Hangi taraf kurtuldu?

Haberin Devamı


HAS Parti Genel Başkanı Numan Kurtulmuş için kimse kötü bir şey söylemiyor.

Ama bu durum, davet aldığı AKP’ye gitmesi hâlinde herkesin kazanacağı anlamına gelir mi?

Gelmez.

Bunu görmek için onun Başbakan tarafından AKP’ye hangi niyetle davet edildiğini anlamak gerekir.

Numan Kurtulmuş’un 12’den saplanan ok gibi sözleri var.

İktidar yöneticilerini “Harun gibi gelip Karun gibi olmak”la suçlamış “cipe binen türbanlı - durakta bekleyen türbanlı” tartışması açarak AKP’nin eş dost akraba kayıran eşitsiz bölüşüm politikasını yere vurmuştu.

Yandaş kalemler bile bu iki söylemin muhafazakâr toplum kesimlerinde iktidar partisini sarsacak güçte etkiler barındırdığını yazdılar.

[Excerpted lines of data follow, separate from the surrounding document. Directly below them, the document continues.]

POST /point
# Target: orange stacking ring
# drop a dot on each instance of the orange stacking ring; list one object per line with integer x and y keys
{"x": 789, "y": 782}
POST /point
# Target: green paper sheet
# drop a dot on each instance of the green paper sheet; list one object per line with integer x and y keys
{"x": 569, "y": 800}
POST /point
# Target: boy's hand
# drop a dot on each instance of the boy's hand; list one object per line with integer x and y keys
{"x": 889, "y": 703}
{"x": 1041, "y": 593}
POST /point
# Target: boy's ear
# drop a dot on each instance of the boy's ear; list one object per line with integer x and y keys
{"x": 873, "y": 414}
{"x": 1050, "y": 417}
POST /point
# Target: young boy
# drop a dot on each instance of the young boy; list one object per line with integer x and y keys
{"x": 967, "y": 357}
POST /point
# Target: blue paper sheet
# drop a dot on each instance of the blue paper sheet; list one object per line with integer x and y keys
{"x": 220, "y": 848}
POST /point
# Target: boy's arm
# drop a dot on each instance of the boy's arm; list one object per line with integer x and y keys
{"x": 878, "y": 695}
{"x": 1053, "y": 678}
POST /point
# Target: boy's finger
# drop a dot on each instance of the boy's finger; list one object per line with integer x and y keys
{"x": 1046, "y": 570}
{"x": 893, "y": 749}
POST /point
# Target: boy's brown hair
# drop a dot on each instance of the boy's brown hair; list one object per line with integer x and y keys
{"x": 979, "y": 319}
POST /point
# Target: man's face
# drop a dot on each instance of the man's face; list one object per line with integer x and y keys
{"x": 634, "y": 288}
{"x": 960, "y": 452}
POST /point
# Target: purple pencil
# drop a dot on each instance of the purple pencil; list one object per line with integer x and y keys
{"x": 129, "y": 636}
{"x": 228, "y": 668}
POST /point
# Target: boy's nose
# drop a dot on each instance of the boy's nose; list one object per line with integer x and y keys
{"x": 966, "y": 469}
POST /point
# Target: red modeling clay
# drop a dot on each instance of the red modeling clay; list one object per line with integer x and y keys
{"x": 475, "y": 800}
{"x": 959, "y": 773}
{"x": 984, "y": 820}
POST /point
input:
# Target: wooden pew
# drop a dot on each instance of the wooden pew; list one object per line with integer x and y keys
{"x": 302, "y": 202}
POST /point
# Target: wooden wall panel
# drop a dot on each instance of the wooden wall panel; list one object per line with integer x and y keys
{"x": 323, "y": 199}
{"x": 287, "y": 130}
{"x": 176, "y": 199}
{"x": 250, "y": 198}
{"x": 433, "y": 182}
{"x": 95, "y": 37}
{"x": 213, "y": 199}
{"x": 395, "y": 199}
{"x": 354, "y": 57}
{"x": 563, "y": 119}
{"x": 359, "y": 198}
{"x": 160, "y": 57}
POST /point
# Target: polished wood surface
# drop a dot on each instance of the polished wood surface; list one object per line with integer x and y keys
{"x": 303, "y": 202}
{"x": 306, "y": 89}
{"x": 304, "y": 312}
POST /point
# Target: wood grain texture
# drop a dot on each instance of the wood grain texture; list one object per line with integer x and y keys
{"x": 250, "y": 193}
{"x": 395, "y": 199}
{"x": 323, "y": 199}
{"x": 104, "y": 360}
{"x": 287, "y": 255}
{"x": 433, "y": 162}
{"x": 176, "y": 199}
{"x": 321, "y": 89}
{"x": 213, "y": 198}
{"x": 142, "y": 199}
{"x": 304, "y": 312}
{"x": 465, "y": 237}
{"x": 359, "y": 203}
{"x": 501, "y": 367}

Numan Kurtulmuş’un aldığı davette, sarsıcı gücünü etkisiz hâle getirme hesabı ağır basıyor olmalıdır.

Kurtulmuş’u yakından tanıyanlar onun doğru bildiği şeyleri makam mevki uğruna savunmaktan vazgeçecek adam olmadığına söylüyorlar.

AKP’ye “Gel de bizi düzelt” diye çağırılmayacağına göre, etkili bir muhalefet odağı sussun diye çağırılmış olması ihtimali az olmasa gerekir.

“Hayırlı ve uğurlu olsun” dilekleri için Kurtulmuş’un dışarıdan

eleştirdiği haksızlıklara ve yanlışlıklara içeride nasıl bakacağını bekleyip görmek lâzım.

Bizim iyi dileklerimizi sunmamız Kurtulmuş’un şöhretine lâyık adımları, mesela Kamu İhale Yasası’nın hayata dönmesini, en azından üç yıldır savsaklanan Deniz Feneri dolandırıcılık davasının açılmasını bekleyecektir.

Aksi hâlde bu transfer, susturucu takma operasyonu olarak algılanacaktır!

Bu aflar insanlık suçudur!

Türkiye’de siyasetçi kendini Tanrı yerine koyuyor. Allah’tan korkan hangi insan, son birkaç gün içinde tahliye edilen katliam hükümlülerini af yoluyla sokağa salma hakkını kendinde bulabilir? Bunlar devlet görevlilerini ve masum öğrencileri öldürmüşler. Çoğu seri katil durumunda. Milletvekillerinin bu kişilere özgürlüklerini vermesi ahlâki bir suçtur, insanlık suçudur. Bahçelievler katliamı hükümlülerinden sonra Adana Emniyet Müdürü Cevat Yurdakul ile CHP’nin Adana ve Kayseri İl Başkanları Ahmet Albay ve Mustafa Kulkuloğlu’nu öldürmekten hükümlü Muhsin Kehya da bırakıldı. Bu af, Meclis’ten daha önce çıkarılan affın yarsattığı eşitsizliği düzeltmek adına kanunlaştı. Yani bir yanlış başka bir yanlışla düzeltildi! Yerel bir TV’ye çıkan Muhsin Kehya, Başbakan’a “minnet borcu” bulunduğunu söyledikten sonra, işlediği suçların “günün şartlarının gerektirdiği mücadele icabı” olduğunu öne sürüp şöyle dedi: “Dolayısıyla herhangi bir pişmanlık falan da duymuyorum!” Düşünün bir seri katil, pişmanlığını bile yaşamadan halkın arasına salınmıştır. Bir hükümetin, bir parlamentonun, halkın can güvenliğini bu kadar hafife almaya hakkı olabilir mi?